The latter use in particular creates problems at both ends of the marketing chain: through the production of excess big-industrial waste in the processing country, including excess manure, and through the depletion of major soil nutrients in the developing country together with the impoverishment of soil-biological life in general. A conscious effort to redress this situation, and international agreements on trade and subsidies, will be needed, taking into account the social implications for the rural populations in both developing and developed countries.

For example, it has been estimated that eighty percent of the land used to grow the crops used by the Dutch agricultural processing industry, the second largest in the world in terms of exports, is actually outside Holland. Such agro-industrial countries have the moral responsibility to assist in the good husbandry of the land from which the primary produce is derived, and in the gradual transfer of processing facilities to those developing countries whenever feasible.

Production of medicinal or addicting drugs versus local food production

A number of medicinal drugs such as kinin are traditionally grown in developing countries for the international market. They provide cash for the primary growers, enabling them to acquire food and other essential supplies in the local markets. Their replacement with artificial medicinal products may cause disruptions to the existing land use patterns and fragile environments on which they depend.
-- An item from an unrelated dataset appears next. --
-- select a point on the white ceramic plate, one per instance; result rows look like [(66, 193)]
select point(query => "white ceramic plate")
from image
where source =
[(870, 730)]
A special, multifaceted problem requiring international cooperation is the control or eradication of the production, refining and illegal trafficking of highly priced drugs for psychic stimulation and addiction, and their replacement by beneficial agricultural land uses. These drugs are often grown on small plots in fragile lands on mountain slopes and in tropical forests. Any replacement food production in the same areas, usually involving much larger tracts of land, is often economically non-viable and can be environmentally damaging. Special national and international incentives are then needed to ensure the sustainability of alternative land uses at the site, and to stimulate agricultural expansion elsewhere in the country where it is needed and feasible.